Category Archives: Musik

System Of A Down, Band Metal Bukan Program Komputer


System of A Down bukanlah nama sebuah System atau program di Komputer, tapi nama sebuah band dari Amerika sana. Dari mendengar namanya saja pasti yang terpikir di benak kita adalah sebuah band yang sangat urakan, berandal, cadas, keras, gahar.

Memang betul rata – rata iramanya seperti itu. Dengan sentuhan metal, rock, sedikit ballad, unik dengan campuran Arabic Music khas Armenia di dalam lagu – lagu mereka. Dulu, ketika aku mendengar lagu-lagu SOAD, aku berfikir bahwa si vokalis seperti sedang mengaji. Tapi jika kita mau sedikit mengartikan, menyimak, dan memahami arti dari lagu – lagu mereka, sungguh sangat penuh makna, masalah politik, sosial, kemanusiaan, globalisasi, konsumerisme, pembajakan, dan ramah lingkungan sesuai dengan kondisi yang terjadi di dunia.

Band ini terdiri dari 4 orang, yaitu Serj Tankian pada vokalis yang juga lihai bermain keyboard, Daron Malakian pada gitar, Shavo Odadjian pada bass, dan John Dolmayan di bagian drum. Sungguh nama – nama yang sangat berbau Armenia. Armenia adalah suatu daerah yang berada dan cukup berpolemik dengan Negara Turki. Keempat orang ini, memang berasal dari Armenia dan mengembangkan bakat musik mereka di Amerika Serikat.

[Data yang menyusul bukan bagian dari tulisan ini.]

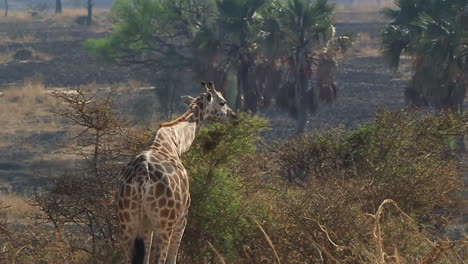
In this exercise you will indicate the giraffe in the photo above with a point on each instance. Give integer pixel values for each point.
(153, 196)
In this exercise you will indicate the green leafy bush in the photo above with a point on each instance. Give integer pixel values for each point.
(220, 212)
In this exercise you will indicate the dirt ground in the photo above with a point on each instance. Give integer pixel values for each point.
(32, 141)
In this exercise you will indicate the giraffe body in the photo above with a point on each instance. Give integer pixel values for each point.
(153, 195)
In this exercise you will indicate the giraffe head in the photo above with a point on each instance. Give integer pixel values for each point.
(211, 104)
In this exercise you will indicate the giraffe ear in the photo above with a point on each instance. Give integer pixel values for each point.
(187, 99)
(204, 87)
(211, 86)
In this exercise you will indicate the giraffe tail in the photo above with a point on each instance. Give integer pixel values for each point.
(138, 251)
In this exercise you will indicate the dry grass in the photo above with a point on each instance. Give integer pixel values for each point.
(361, 12)
(364, 6)
(5, 57)
(16, 207)
(18, 39)
(366, 46)
(24, 105)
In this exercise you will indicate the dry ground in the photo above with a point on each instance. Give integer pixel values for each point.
(32, 141)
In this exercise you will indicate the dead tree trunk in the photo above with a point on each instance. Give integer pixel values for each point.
(89, 19)
(58, 6)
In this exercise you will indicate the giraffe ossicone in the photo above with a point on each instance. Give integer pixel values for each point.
(153, 194)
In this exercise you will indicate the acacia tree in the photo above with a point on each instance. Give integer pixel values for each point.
(154, 36)
(435, 35)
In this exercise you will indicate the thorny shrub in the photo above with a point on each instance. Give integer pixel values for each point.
(372, 195)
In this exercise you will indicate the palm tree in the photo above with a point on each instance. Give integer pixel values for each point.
(304, 37)
(435, 35)
(58, 6)
(239, 24)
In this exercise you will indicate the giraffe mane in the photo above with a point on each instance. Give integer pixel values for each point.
(181, 118)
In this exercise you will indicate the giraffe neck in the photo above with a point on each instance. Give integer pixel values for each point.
(179, 136)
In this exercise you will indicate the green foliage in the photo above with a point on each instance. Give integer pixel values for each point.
(340, 178)
(219, 212)
(400, 155)
(435, 35)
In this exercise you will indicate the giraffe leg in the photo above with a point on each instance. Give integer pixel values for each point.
(176, 238)
(136, 237)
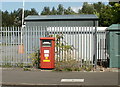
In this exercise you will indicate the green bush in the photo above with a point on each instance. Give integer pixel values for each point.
(70, 65)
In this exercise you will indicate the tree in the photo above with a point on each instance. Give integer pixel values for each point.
(33, 12)
(46, 11)
(60, 9)
(87, 8)
(53, 11)
(68, 11)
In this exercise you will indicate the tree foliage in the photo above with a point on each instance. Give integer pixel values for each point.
(108, 14)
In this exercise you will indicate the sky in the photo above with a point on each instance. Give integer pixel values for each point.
(11, 6)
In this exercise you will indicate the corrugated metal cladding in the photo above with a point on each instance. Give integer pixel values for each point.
(62, 20)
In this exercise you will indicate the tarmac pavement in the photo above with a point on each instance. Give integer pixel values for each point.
(37, 78)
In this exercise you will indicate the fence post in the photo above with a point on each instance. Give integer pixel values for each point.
(95, 44)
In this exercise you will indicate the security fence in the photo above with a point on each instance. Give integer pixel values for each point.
(17, 45)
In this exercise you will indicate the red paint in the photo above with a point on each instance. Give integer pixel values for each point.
(49, 51)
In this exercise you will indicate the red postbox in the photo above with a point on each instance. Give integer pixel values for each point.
(47, 52)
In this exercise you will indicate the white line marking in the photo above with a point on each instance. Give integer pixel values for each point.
(72, 80)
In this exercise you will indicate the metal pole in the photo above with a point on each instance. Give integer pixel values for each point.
(22, 23)
(95, 43)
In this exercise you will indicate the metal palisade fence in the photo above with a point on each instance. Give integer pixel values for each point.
(72, 43)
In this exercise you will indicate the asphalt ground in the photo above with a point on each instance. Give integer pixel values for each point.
(37, 78)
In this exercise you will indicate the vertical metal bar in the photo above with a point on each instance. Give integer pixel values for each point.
(89, 45)
(81, 45)
(78, 32)
(1, 47)
(95, 46)
(6, 60)
(25, 31)
(62, 30)
(86, 46)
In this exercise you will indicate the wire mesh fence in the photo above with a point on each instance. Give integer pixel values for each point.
(72, 43)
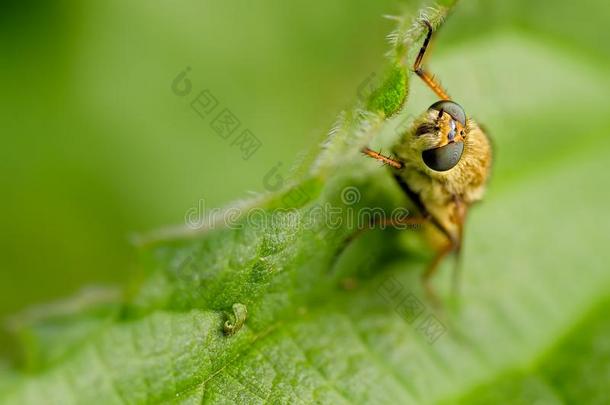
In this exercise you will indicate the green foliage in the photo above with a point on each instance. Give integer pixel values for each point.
(530, 325)
(390, 96)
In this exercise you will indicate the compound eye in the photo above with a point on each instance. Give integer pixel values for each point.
(443, 158)
(451, 108)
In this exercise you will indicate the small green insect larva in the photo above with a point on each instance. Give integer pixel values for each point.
(236, 319)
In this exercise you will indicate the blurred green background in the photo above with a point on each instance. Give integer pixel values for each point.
(96, 147)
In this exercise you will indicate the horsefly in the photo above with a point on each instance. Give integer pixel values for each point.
(442, 164)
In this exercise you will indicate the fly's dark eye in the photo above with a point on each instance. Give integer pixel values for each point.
(443, 158)
(451, 108)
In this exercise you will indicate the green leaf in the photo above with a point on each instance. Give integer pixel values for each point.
(305, 326)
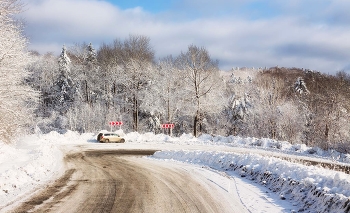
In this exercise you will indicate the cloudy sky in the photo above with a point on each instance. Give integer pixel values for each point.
(312, 34)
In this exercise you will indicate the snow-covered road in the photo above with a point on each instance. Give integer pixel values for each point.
(261, 182)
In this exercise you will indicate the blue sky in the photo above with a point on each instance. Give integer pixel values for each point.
(150, 6)
(312, 34)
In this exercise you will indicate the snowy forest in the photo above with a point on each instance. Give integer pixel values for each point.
(84, 88)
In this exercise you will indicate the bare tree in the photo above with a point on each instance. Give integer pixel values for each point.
(201, 74)
(136, 71)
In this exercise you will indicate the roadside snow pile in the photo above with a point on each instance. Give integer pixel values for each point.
(310, 188)
(33, 160)
(236, 141)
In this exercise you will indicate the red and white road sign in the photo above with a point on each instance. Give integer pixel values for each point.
(167, 126)
(115, 123)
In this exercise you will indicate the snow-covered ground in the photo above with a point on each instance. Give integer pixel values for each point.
(264, 181)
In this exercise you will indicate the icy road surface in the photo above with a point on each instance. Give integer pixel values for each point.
(117, 181)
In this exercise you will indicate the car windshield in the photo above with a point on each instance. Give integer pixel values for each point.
(111, 134)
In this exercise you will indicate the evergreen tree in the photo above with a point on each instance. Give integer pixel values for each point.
(64, 90)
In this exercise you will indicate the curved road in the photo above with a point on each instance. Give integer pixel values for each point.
(122, 181)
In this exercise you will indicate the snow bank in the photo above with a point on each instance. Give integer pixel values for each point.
(236, 141)
(33, 160)
(312, 189)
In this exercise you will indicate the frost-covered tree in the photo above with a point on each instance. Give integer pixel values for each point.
(64, 91)
(203, 82)
(300, 86)
(166, 97)
(136, 72)
(16, 97)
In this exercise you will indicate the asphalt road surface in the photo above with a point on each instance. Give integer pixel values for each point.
(123, 181)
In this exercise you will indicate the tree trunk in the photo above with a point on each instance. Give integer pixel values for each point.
(136, 114)
(195, 124)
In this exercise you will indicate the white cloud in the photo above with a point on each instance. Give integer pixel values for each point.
(289, 41)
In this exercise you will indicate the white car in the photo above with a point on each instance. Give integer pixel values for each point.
(109, 137)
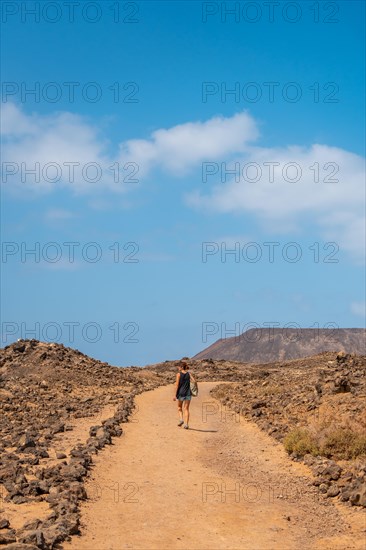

Sebagai punggawa dan front man band ini tentu saja adalah si vokalis, Serj Tankian. Hampir sebagian besar lagu – lagu pada SOAD diciptakan oleh Serj. Serj juga disinyalir beragama Islam. Di dalam lagu – lagu mereka, sangat jarang, bahkan mungkin tidak ada lagu yang bertemakan cinta-cintaan. Semua sarat dengan kepedulian terhadap manusia, korban perang, dan keseimbangan alam. Hal ini dapat dilihat di semua lagu-lagu dan video klipnya, seperti BYOB ( Bring Your Own Bomb ) yang berisikan ketidaksetujuan mereka terhadap perang yang terjadi di Afganistan dan ulah para tentara Bush. Ada juga lagu Toxicity yang menjadi lagu favoritku selain lagu Hypnotize dan Kill Rock and Roll.

Toxicity bercerita tentang kehancuran yang diciptakan karena adanya perang terus menerus yang dilancarkan Bush yang membuat ribuan tentara dan warga sipil meninggal. Sangat terlihat jelas bahwa mereka sangat menentang invasi yang dilakukan selama pemerintahan Bush ke Irak dan Afganistan. Lantas mereka menuangkannya ke dalam lagu – lagu mereka yang tentu saja menuai kritikan dari pemerintah yang merasa tersindir. Yah orang kalo tersindir berarti memang benar kan apa yang ditulis oleh SOAD. Sangat terlihat dalam lagu – lagu mereka pengaruh dari si Vokalis yang ternyata memang adalah seorang aktivis yang rajin membela hak-hak warga Armenia yang terpinggirkan. Serj lah seorang vokalis yang ketika teman- teman band nya syuting video klip namun dia malah demo di jalanan.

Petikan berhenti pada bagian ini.